Progetto costituzione Consorzio DOC Valle d’Aosta

Gli associati della VIVAL associazione viticoltori Valle d’Aosta, riunitisi in assemblea martedì 15 giugno scorso presso l’Institut Agricole Régional, con 25 voti a favore e 3 astensioni, hanno dato mandato esplorativo al proprio Consiglio Direttivo per la costituzione del Consorzio di tutela dei vini DOC Valle d’Aosta

Andrea Barmaz

Andrea Barmaz

“E’ un passaggio molto importante per la nostra viticoltura e i vini di qualità che produciamo - spiega Andrea Barmaz presidente VIVAL - e sarà compito del Direttivo proseguire in modo sistematico e puntuale per fornire ai soci tutti gli elementi per poter valutare tutte le implicazioni per prendere una decisione definitiva in tempi rapidi”.

VIVAL in questi mesi si è costantemente interfacciata con l’Assessorato all’Agricoltura che ha accolto favorevolmente fin da subito la proposta di costituire un Consorzio di Tutela; l’Assessore Davide Sapinet, accompagnato dal Coordinatore dottor Fabrizio Savoye, portando il saluto ai numerosi presenti, ha sottolineato l’impegno suo e dei suoi collaboratori per dare il proprio sostegno al settore vitivinicolo valdostano.

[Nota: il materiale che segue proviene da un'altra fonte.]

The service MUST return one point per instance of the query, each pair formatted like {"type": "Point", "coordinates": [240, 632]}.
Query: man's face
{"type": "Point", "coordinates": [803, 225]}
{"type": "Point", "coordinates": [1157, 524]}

VIVAL si è rivolta all’associazione Vignaioli Piemontesi per la consulenza inerente agli aspetti amministrativi e legali; il dottor Viglino e il suo collaboratore Bosticco hanno quindi illustrato ai vitivinicoltori le modalità e il percorso da affrontare per la costituzione del Consorzio.

VIVAL 

Visto il progressivo sviluppo del settore vitivinicolo, un crescente interesse del mercato per i vini valdostani, la scelta di molti giovani di intraprendere il mestiere del “vigneto vigneto”, si è ritenuto necessario creare un organismo che potesse essere un punto di riferimento per tutti i coltivatori e che fungesse da collante per rappresentare tutte le sfaccettature di quest’importante attività.

È con questi presupposti che nei primi mesi del 2013 nasce “VIVAL Associazione Viticoltori valdostani”, a cui hanno aderito le 6 cooperative, l’Institut Agricole Régional e 25 produttori privati, e che è rappresentata da un logo formato da un grappolo di uva nei colori rosso e nero.

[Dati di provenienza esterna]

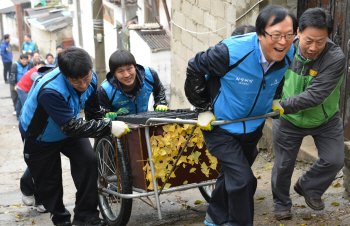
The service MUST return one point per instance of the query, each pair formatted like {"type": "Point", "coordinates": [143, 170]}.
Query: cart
{"type": "Point", "coordinates": [119, 173]}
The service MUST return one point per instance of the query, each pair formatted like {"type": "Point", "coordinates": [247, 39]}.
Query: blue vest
{"type": "Point", "coordinates": [140, 104]}
{"type": "Point", "coordinates": [28, 46]}
{"type": "Point", "coordinates": [245, 91]}
{"type": "Point", "coordinates": [21, 70]}
{"type": "Point", "coordinates": [45, 129]}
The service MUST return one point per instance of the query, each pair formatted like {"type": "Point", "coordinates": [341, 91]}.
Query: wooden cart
{"type": "Point", "coordinates": [120, 169]}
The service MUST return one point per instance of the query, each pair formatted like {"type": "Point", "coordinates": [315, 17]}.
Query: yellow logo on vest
{"type": "Point", "coordinates": [313, 73]}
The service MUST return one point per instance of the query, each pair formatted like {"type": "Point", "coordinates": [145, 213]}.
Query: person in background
{"type": "Point", "coordinates": [6, 56]}
{"type": "Point", "coordinates": [59, 49]}
{"type": "Point", "coordinates": [18, 69]}
{"type": "Point", "coordinates": [246, 80]}
{"type": "Point", "coordinates": [35, 59]}
{"type": "Point", "coordinates": [49, 59]}
{"type": "Point", "coordinates": [129, 85]}
{"type": "Point", "coordinates": [243, 29]}
{"type": "Point", "coordinates": [310, 102]}
{"type": "Point", "coordinates": [28, 45]}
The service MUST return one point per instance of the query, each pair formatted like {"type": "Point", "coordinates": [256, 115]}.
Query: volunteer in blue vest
{"type": "Point", "coordinates": [28, 45]}
{"type": "Point", "coordinates": [18, 69]}
{"type": "Point", "coordinates": [128, 87]}
{"type": "Point", "coordinates": [246, 79]}
{"type": "Point", "coordinates": [6, 56]}
{"type": "Point", "coordinates": [50, 125]}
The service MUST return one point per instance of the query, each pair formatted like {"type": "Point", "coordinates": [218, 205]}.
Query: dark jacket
{"type": "Point", "coordinates": [6, 52]}
{"type": "Point", "coordinates": [111, 80]}
{"type": "Point", "coordinates": [237, 86]}
{"type": "Point", "coordinates": [51, 112]}
{"type": "Point", "coordinates": [17, 71]}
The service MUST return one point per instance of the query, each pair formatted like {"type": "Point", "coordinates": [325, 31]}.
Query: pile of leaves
{"type": "Point", "coordinates": [166, 147]}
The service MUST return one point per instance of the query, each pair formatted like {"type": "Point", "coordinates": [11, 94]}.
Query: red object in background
{"type": "Point", "coordinates": [67, 42]}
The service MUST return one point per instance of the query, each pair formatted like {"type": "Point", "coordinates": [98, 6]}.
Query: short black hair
{"type": "Point", "coordinates": [279, 13]}
{"type": "Point", "coordinates": [316, 17]}
{"type": "Point", "coordinates": [121, 58]}
{"type": "Point", "coordinates": [243, 29]}
{"type": "Point", "coordinates": [39, 62]}
{"type": "Point", "coordinates": [24, 55]}
{"type": "Point", "coordinates": [74, 63]}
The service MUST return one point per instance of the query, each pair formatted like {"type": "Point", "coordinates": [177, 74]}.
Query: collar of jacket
{"type": "Point", "coordinates": [22, 64]}
{"type": "Point", "coordinates": [276, 66]}
{"type": "Point", "coordinates": [140, 77]}
{"type": "Point", "coordinates": [329, 45]}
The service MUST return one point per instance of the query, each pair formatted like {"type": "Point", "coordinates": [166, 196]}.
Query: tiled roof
{"type": "Point", "coordinates": [157, 40]}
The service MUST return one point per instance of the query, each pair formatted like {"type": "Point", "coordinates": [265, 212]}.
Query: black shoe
{"type": "Point", "coordinates": [283, 214]}
{"type": "Point", "coordinates": [67, 223]}
{"type": "Point", "coordinates": [315, 204]}
{"type": "Point", "coordinates": [94, 221]}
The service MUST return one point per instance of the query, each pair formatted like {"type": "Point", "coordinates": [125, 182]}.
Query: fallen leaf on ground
{"type": "Point", "coordinates": [197, 202]}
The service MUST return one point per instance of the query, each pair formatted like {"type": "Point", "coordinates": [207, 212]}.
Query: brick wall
{"type": "Point", "coordinates": [204, 16]}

Il risultato: circa il 90% della produzione regionale di vino DOC è così un unico gruppo, che all’anno nel complesso produce circa 2 milioni di bottiglie, destinate al mercato nazionale ed internazionale.

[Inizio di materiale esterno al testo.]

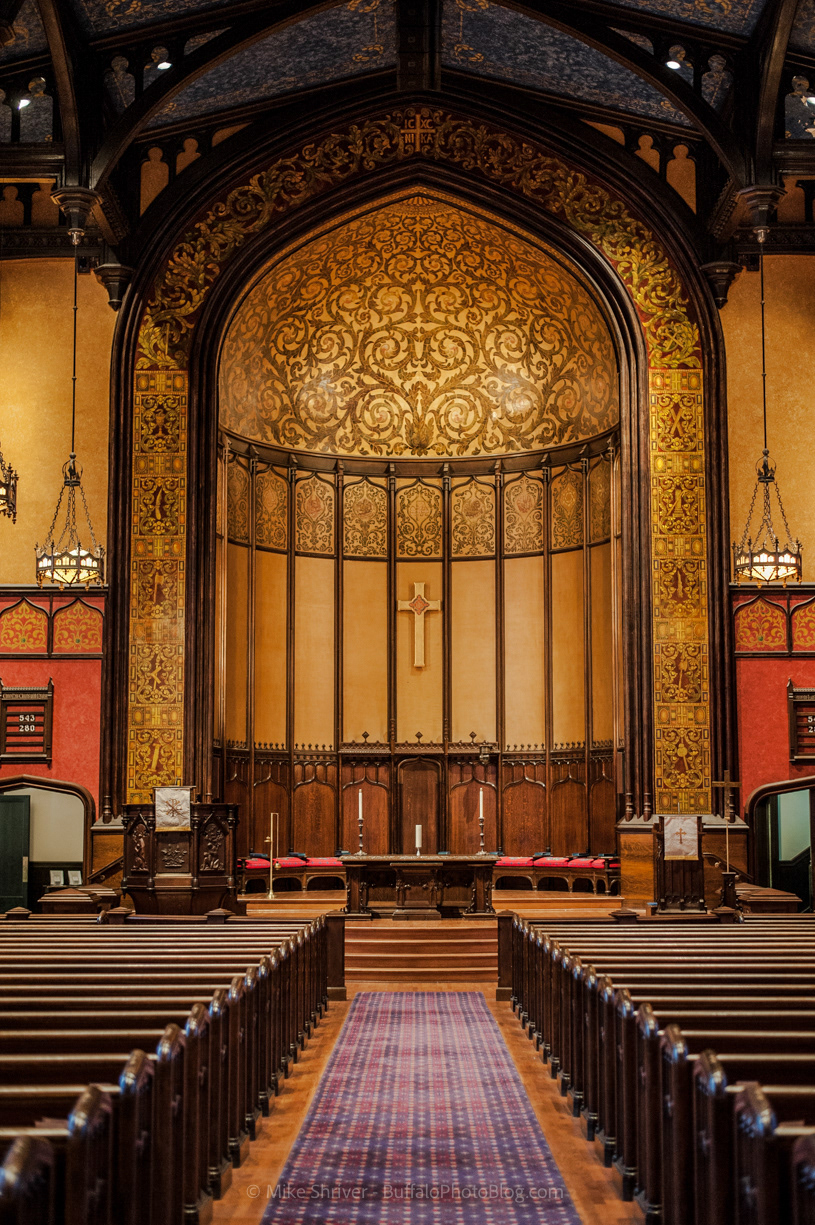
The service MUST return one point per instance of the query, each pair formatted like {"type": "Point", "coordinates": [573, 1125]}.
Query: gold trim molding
{"type": "Point", "coordinates": [677, 417]}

Gli scopi principali sono:

  • sostenere e realizzare attività destinate alla promozione della viticoltura valdostana;
  • tutelare e salvaguardare la vitivinicoltura valdostana con una particolare attenzione ai vini fruenti della DOC;
  • formulare proposte o richieste di interventi regionali nel settore vitivinicolo;
  • studiare e proporre azioni sia tecniche che organizzative o finanziarie atte a migliorare la viticoltura sotto il profilo qualitativo, quantitativo ed economico;
  • divulgare il nome dei vini valdostani;
  • sviluppare il mercato delle produzioni agroalimentari insieme al settore turistico locale.

La promozione della viticoltura valdostana, e quindi dei vini DOC, avviene sia tramite la partecipazione a fiere ed eventi a livello nazionale ed internazionale, sia attraverso l’organizzazione di manifestazioni a carattere regionale, tra cui le storiche feste dell’uva di Chambave e Donnas.